This is the eleventh in the Maisie Dobbs series by Jacqueline Winspear. It stands alone nicely, for it is the first I have read and I had no trouble following the plot. Maisie is an investigator with unique skills and friends. As Prime Minister Neville Chamberlain broadcasts Britain's declaration of war with Germany, a Secret Service agen, Dr. Francesca Thomas, approaches Maisie with an urgent mission. Find the killer of a man who escaped occupied Belgium as a boy during the Great War. Soon after the investigation begins, another former Belgian refugee is murdered, and it is obvious the murders are related. As the investigation continues, London prepares for war.

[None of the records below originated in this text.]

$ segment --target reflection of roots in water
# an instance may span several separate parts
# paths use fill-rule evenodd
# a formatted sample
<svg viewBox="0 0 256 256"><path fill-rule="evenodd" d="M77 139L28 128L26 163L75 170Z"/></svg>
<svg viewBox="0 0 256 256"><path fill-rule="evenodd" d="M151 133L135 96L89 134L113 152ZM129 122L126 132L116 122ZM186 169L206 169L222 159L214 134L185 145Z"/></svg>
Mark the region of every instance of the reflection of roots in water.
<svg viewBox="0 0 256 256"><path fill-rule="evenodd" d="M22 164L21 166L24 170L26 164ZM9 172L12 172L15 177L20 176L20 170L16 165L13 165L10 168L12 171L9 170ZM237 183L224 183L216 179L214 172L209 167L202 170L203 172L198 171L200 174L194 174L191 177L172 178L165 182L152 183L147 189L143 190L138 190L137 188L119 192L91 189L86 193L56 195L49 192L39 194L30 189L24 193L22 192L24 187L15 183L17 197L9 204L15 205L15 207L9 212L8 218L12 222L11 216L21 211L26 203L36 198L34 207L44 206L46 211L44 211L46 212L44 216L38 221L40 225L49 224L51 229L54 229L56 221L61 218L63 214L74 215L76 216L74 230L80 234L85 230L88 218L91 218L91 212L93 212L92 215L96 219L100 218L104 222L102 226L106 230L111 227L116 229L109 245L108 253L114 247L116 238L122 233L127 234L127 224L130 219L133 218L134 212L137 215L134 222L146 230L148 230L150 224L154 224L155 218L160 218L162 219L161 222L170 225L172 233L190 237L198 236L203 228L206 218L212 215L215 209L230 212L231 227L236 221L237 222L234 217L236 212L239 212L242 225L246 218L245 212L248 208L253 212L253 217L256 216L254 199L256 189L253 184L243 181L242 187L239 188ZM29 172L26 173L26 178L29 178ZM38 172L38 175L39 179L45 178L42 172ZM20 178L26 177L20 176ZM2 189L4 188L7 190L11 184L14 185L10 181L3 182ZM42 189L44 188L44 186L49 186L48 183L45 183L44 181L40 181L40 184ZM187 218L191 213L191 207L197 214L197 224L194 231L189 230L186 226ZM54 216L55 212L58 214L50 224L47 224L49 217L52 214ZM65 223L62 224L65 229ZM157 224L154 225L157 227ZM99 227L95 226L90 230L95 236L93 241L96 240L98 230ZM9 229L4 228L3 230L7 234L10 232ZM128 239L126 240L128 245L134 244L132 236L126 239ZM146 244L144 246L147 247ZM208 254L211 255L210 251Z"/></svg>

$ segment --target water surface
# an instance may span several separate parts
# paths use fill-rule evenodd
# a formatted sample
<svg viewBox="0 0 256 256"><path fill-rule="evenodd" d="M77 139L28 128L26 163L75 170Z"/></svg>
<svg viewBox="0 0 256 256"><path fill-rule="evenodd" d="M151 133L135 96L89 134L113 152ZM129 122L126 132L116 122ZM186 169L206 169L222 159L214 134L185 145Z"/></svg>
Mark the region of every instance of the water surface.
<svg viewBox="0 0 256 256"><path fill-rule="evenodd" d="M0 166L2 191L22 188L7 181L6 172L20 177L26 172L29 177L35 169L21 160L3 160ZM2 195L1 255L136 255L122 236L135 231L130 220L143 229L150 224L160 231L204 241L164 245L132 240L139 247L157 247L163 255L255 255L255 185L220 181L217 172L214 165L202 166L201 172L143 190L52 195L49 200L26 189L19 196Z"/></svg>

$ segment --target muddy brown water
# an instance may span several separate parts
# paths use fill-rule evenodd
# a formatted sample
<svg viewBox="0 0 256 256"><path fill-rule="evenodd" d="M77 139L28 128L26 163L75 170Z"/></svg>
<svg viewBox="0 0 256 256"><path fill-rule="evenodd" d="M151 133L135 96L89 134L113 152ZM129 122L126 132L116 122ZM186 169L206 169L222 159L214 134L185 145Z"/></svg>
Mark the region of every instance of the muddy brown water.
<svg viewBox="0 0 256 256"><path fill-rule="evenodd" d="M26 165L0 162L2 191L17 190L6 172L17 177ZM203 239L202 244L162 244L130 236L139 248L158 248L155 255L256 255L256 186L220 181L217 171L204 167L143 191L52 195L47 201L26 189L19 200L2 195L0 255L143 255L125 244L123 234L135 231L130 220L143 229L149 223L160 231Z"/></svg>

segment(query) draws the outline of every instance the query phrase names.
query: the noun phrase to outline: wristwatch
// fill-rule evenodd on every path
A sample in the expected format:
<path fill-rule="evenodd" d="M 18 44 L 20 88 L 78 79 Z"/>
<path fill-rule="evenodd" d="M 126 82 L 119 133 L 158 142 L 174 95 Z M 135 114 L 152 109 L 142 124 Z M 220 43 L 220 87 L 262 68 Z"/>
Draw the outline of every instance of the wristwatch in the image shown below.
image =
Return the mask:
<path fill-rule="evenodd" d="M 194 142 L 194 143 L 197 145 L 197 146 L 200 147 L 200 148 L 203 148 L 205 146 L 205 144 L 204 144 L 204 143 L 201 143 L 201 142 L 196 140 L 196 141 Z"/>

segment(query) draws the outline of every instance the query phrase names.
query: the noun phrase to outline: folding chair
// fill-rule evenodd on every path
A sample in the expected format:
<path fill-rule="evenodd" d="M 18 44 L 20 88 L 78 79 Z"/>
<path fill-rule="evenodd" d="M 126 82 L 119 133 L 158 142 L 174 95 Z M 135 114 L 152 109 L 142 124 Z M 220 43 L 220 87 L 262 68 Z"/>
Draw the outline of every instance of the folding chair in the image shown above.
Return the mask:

This is a work of historical fiction and is meticulously researched. As an American born after World War II, at a remove from the events, I found it both heartbreaking and fascinating. It would be hard enough to have your husband serving in harm's way, but to send your children away? Yes, for their safety, yet...? Barrage balloons, blackout curtains, rationing, gas masks, bomb shelters... the rending of families. How does one prepare for and endure this sort of hardship? And there are countries where this sort of hardship is current. May I never forget.
Sunday, February 11, 2018
Friday, February 2, 2018
Two Nights
This is a novel by Kathy Reichs. Sunday Night, former military, former police, current recluse, is pulled from her Goat Island home to search for the granddaughter of Opaline Drucker, a Charleston grande dame. Stella Bright, the granddaughter, managed to survive the bomb blast that killed her mother and brother, but hasn't been seen since. Mrs. Drucker also wants revenge and offers Sunnie a per head bounty for each bomber she catches...or kills. Sunnie's search begins in Chicago, to Los Angeles, to Louisville, all the while trying to repress memories of her own childhood that may just be why she took this case to begin with.
The Handmaid's Tale
A dystopian novel by Margaret Atwood which I read for book club. I didn't like the book, the ending, the subject matter, and I'm not inclined to read another by Atwood based on it. I will agree it is good fodder for book clubs simply because there's so much to discuss. The book is set in the not-too-distant future; a religious, political party is in power in the United States. To address the problem of a low birth rate, all women who have proven themselves capable of child bearing have been separated from those children and the men who fathered them and are set up as handmaids for the men who now run the country and their wives. The handmaids have to bear at least one child for the couple who has hired them; failure equals death in most cases. The handmaids also lose their names. They become Of the man. Our titular tale is told by Offred, and it is a horrifying tale indeed. The book is unsatisfactory in that there's no resolution. After reading this train wreck of a life we're not told how or if it ends. Not to my liking.